La publication des primes d’assurance-maladie 2017 scandalise de nombreux Genevois et Suisses. Dans notre canton, la hausse incompréhensible de 5,7% pour les adultes et de plus de 9% pour les enfants fait suite à de nombreuses augmentations qui n’ont pas cessé depuis une vingtaine d’années, c’est-à-dire la mise en place en 1994 de la nouvelle loi fédérale sur l’assurance-maladie LAMal.

Logiquement, la hausse des primes d’assurance devrait être très proche du coût de la santé, si le système fonctionnait normalement. En effet, l’unique but de l’assurance-maladie est de financer les dépenses de santé.

Or, nous en sommes loin. L’augmentation des coûts de la santé pour Genève n’était que de 1,26% entre 2013 et 2014, alors que les primes effectivement encaissées ont progressé de 2,53% durant cette période. L’année suivante, l’augmentation des coûts de la santé pour Genève était de 2,2% pour des primes encaissées en hausse de 3,4%. A chaque fois, les primes encaissées dépassent très largement les dépenses de santé.

C’est un simple exemple qui démontre ce décalage, l’exercice pouvant être poursuivi sur une période bien plus longue. Cela prouve qu’il manque de la transparence dans le système de l’assurance-maladie.

On a « vendu » aux habitants de la Suisse une nouvelle loi fédérale sur la surveillance de l’assurance-maladie, qui a été votée récemment. Au lieu d’avoir un dispositif efficace, le lobby des caisses-maladie à tout fait pour en réduire la portée, mais aussi faible soit-il c’est un outil qu’il faut utiliser au mieux.

C’est donc au Conseil d’Etat, sur mandat du Grand Conseil d’intervenir auprès des autorités fédérales afin de réclamer ces explications et de les rendre publique. La population pourra ainsi juger : a) l’absence de réponse ; b) la réponse dilatoire ; c) la bonne réponse que, par expérience, nous n’osons plus espérer.
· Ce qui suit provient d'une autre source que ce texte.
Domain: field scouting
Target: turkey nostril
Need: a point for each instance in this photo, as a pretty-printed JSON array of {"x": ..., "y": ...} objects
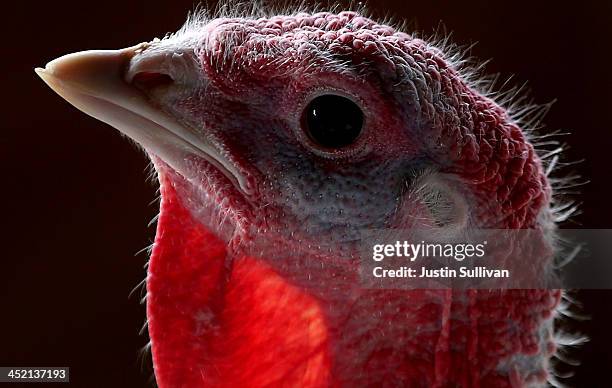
[{"x": 147, "y": 81}]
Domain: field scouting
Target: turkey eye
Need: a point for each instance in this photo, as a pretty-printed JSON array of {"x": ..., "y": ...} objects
[{"x": 332, "y": 121}]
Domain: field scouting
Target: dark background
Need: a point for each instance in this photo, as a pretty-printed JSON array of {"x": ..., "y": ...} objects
[{"x": 75, "y": 201}]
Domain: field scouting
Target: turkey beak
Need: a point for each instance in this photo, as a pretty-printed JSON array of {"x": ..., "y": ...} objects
[{"x": 100, "y": 83}]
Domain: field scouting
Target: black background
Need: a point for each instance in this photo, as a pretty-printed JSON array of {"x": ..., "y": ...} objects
[{"x": 75, "y": 204}]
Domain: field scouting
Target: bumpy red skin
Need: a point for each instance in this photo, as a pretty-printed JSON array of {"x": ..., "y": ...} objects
[{"x": 219, "y": 322}]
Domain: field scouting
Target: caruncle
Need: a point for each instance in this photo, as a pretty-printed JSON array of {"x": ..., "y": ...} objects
[{"x": 412, "y": 251}]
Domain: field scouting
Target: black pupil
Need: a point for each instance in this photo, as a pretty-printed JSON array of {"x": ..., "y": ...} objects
[{"x": 333, "y": 121}]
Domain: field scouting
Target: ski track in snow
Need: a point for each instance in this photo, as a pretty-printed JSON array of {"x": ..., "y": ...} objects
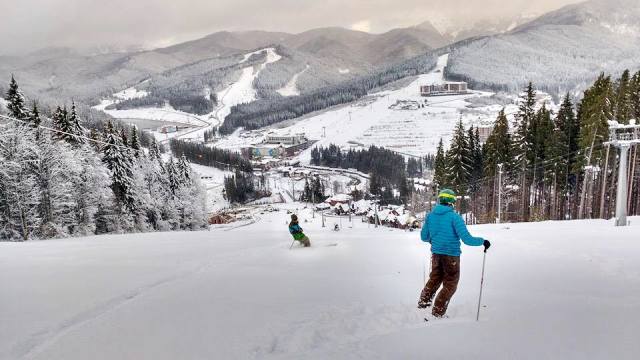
[
  {"x": 291, "y": 89},
  {"x": 38, "y": 342}
]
Ainsi, chacun aura pris ses responsabilités et la Confédération devra se positionner directement, indépendamment du tout-puissant lobby des caisses-maladie qui fait la loi dans la Berne fédérale. Nous pourrons ainsi jauger son indépendance et sa compétence.
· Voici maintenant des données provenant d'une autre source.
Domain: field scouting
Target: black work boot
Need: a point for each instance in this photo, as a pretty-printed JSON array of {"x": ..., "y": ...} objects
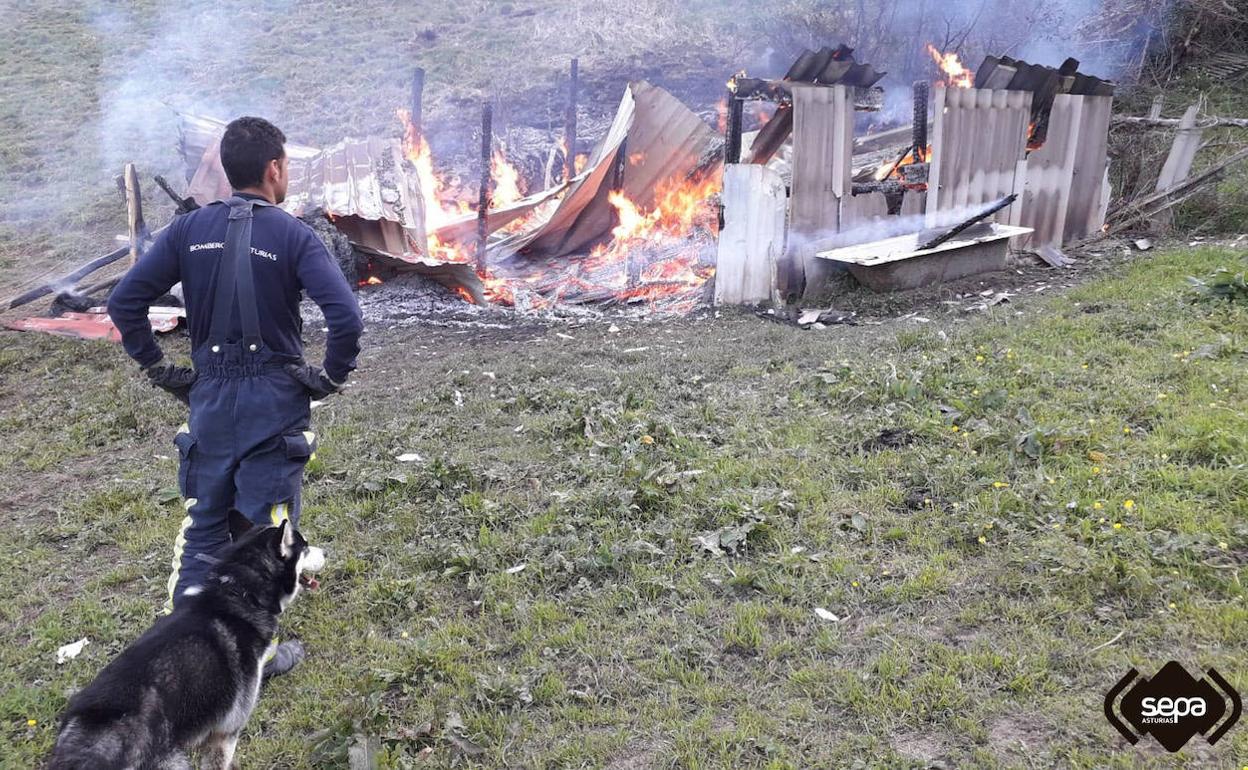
[{"x": 286, "y": 657}]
Au nom du Peuple genevois qui souffre de cette politique néfaste, nous demandons au Conseil d’Etat qu’il réclame des explications sur le calcul des réserves financières et sur les bizarreries de ce système.

Sachant qu’il faut plusieurs fois taper sur le clou pour obtenir des résultats, nous demandons, dans notre troisième invite, que le Conseil d’Etat intervienne une nouvelle fois pour répondre aux attentes des citoyens genevois, en permettant la constitution d’une caisse unique dans notre canton. Nous laissons le soin au Gouvernement genevois de choisir le moyen d’intervention le plus adapté et l’autorité à laquelle il convient au mieux de s’adresser, afin de réclamer officiellement une caisse unique cantonale.

 

En espérant que vous aurez à cœur de soutenir les assurés genevois, nous vous invitons, Mesdames et Messieurs les députés, à soutenir la présente motion.